Today EU finance ministers will meet and discuss aid for Greece and Cyprus, yesterday Greece completed its bond buyback programme and overall the euro has been boosted by recent activity back over 1.30 against the US Dollar.
Also today we have Italy and Spain going to the bond markets and it will be important to assess the uptake of the auctions which if positive could boost the euro further.
Elsewhere the US Federal Reserve had their monthly interest rate meeting yesterday.
As expected they replaced the expiring operation twist programme by outright treasury purchases of $45 billion per month confirming a significant expansion of the Feds balance sheet for 2013.
What was surprising however was the announcement of numerical threshold values for unemployment and inflation in relation to rate hikes.

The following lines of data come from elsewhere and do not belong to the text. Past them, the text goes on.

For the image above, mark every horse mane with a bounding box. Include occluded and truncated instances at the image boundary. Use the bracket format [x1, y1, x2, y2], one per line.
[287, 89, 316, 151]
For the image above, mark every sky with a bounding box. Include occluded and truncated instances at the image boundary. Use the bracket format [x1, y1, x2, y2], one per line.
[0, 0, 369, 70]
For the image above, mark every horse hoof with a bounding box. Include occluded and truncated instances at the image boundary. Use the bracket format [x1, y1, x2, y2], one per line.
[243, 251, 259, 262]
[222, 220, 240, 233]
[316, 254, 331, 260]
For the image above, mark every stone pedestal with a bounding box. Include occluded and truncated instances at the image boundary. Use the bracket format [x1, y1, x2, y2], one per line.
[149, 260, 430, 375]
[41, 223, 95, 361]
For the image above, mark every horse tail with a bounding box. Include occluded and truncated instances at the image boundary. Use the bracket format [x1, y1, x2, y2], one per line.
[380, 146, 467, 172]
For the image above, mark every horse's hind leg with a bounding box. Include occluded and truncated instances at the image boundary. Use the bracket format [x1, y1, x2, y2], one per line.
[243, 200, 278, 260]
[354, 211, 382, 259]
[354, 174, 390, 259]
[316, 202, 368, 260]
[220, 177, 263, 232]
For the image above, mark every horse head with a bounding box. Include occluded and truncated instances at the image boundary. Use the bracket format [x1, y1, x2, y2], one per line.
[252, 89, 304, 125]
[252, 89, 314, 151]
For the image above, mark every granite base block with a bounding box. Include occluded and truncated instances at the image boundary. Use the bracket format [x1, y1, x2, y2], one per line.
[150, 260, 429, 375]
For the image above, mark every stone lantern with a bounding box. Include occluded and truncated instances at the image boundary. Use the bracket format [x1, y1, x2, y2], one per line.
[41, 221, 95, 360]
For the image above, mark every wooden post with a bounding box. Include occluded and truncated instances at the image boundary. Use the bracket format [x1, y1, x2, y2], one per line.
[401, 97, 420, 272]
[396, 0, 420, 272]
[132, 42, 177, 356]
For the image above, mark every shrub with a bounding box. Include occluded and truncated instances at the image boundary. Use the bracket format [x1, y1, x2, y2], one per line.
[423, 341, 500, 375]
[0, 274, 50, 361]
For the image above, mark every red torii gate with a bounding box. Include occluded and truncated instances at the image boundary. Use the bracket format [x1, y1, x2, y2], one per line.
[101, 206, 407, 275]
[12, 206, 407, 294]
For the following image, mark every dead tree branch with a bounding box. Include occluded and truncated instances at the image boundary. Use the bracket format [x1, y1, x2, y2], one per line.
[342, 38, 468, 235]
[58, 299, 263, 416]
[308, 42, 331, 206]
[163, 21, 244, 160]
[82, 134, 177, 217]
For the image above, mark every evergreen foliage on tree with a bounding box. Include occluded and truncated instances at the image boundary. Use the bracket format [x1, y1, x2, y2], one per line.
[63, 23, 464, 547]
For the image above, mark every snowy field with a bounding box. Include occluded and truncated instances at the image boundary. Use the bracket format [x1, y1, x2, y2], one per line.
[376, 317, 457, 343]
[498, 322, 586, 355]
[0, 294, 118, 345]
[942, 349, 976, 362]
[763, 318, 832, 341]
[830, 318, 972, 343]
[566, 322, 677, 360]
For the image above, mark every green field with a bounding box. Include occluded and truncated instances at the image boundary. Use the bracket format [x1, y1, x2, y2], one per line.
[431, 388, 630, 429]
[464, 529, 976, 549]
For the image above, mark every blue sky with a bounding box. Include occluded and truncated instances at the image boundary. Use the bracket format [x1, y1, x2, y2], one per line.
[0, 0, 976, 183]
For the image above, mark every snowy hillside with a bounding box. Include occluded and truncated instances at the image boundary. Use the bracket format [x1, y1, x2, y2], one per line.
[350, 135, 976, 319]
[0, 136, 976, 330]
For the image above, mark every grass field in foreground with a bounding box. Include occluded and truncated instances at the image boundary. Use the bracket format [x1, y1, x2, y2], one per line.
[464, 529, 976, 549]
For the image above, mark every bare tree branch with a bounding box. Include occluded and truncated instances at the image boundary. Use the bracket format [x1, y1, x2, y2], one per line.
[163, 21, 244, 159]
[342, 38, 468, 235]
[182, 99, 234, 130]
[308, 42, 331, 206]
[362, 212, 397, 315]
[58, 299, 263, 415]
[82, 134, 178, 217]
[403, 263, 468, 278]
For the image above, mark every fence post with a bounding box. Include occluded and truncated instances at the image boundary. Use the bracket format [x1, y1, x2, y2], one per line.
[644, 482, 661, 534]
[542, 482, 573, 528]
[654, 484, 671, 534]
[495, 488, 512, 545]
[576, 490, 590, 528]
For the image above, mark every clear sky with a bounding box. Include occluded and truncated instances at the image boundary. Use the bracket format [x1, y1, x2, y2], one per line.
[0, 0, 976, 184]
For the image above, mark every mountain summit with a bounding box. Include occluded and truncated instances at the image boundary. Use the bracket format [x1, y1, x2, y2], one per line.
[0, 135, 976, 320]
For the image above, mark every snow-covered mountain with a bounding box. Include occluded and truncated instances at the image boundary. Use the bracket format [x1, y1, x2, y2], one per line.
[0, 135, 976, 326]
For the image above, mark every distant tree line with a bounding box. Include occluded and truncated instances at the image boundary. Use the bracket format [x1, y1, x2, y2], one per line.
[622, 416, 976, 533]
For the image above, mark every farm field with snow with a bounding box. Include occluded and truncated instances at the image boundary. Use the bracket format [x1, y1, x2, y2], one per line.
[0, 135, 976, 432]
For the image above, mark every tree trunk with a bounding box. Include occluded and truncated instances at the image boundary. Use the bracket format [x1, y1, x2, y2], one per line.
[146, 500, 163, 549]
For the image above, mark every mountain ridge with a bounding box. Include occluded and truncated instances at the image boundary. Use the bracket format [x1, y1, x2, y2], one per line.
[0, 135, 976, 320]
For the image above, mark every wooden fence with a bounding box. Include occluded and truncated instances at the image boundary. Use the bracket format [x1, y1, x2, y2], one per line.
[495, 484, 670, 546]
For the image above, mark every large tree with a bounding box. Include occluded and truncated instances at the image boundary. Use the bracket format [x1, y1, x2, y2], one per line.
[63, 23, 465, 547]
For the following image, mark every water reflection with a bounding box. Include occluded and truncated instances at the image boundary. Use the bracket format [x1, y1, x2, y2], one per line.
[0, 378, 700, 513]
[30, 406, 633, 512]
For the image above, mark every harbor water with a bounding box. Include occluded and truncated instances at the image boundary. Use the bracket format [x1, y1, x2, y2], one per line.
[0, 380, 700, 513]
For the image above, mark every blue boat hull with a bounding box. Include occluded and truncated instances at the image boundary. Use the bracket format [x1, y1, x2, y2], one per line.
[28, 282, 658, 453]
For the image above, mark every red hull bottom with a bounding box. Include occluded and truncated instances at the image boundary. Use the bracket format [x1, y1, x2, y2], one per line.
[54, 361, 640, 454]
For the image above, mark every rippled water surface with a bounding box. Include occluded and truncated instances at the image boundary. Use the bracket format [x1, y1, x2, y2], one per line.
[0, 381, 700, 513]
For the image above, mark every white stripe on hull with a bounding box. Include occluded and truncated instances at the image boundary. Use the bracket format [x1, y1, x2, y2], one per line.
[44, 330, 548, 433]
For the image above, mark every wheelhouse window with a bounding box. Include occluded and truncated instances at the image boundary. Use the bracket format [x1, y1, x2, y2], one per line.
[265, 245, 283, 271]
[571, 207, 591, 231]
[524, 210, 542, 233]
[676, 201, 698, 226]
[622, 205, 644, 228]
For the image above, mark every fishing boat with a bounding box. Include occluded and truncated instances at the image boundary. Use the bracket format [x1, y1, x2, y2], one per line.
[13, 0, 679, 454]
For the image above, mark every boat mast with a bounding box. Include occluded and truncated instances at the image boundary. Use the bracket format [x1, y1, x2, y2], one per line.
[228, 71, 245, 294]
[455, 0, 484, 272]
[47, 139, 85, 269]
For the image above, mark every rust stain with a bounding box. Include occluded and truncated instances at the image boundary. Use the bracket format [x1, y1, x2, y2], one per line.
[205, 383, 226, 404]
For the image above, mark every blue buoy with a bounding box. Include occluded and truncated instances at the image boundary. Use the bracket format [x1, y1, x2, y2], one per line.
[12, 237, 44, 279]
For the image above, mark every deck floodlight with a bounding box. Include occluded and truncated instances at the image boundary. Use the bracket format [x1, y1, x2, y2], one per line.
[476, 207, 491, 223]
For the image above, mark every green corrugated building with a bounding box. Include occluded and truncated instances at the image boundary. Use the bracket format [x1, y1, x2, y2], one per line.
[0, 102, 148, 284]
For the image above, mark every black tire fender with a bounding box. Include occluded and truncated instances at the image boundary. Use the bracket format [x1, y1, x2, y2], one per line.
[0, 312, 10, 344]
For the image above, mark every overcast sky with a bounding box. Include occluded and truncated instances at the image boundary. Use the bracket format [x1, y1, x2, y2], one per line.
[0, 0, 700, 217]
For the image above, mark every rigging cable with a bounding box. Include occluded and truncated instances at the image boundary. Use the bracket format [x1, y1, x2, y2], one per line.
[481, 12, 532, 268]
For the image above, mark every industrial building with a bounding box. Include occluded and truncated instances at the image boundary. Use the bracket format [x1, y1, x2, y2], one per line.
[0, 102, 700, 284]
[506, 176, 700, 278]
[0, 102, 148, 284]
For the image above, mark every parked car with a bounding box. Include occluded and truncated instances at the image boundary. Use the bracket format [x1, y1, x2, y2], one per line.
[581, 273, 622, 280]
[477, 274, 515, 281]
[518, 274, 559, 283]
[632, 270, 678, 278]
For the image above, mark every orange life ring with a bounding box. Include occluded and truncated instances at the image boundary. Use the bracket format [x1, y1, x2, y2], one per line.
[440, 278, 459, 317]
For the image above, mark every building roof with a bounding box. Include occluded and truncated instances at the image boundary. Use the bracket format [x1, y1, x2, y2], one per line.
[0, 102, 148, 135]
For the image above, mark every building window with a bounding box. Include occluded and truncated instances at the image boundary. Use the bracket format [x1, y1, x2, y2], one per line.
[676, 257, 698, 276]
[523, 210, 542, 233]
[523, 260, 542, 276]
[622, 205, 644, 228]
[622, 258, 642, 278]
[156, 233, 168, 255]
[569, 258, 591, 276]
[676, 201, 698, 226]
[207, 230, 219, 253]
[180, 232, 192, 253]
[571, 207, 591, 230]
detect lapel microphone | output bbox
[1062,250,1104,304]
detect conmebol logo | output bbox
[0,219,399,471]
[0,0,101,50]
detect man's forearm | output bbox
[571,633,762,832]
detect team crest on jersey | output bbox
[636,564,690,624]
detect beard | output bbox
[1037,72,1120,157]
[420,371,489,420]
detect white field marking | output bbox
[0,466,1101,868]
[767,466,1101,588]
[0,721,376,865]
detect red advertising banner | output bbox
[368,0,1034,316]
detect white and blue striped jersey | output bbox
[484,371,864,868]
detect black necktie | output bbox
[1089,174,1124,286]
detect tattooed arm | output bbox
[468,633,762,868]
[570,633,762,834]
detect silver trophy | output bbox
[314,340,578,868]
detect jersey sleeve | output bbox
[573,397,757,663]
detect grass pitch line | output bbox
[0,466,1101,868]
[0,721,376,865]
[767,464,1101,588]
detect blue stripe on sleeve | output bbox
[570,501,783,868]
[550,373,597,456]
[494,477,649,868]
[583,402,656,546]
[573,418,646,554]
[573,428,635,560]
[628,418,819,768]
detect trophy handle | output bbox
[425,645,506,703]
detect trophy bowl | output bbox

Basically as long as unemployment remains above 6.5% and one to two year inflation expectations are not above 2.5% with long term expectations anchored, then we can safely say there will be no rate hikes.
This is a form of further easing from the Fed by setting clear guidelines and the markets responded positively before being reined in by fears of the looming fiscal cliff.
The focus for today will continue on Europe and any further feedback from EU finance ministers.
In addition progress on the fiscal cliff negotiations will be eyed especially as it is the elephant in the room for the markets at the moment.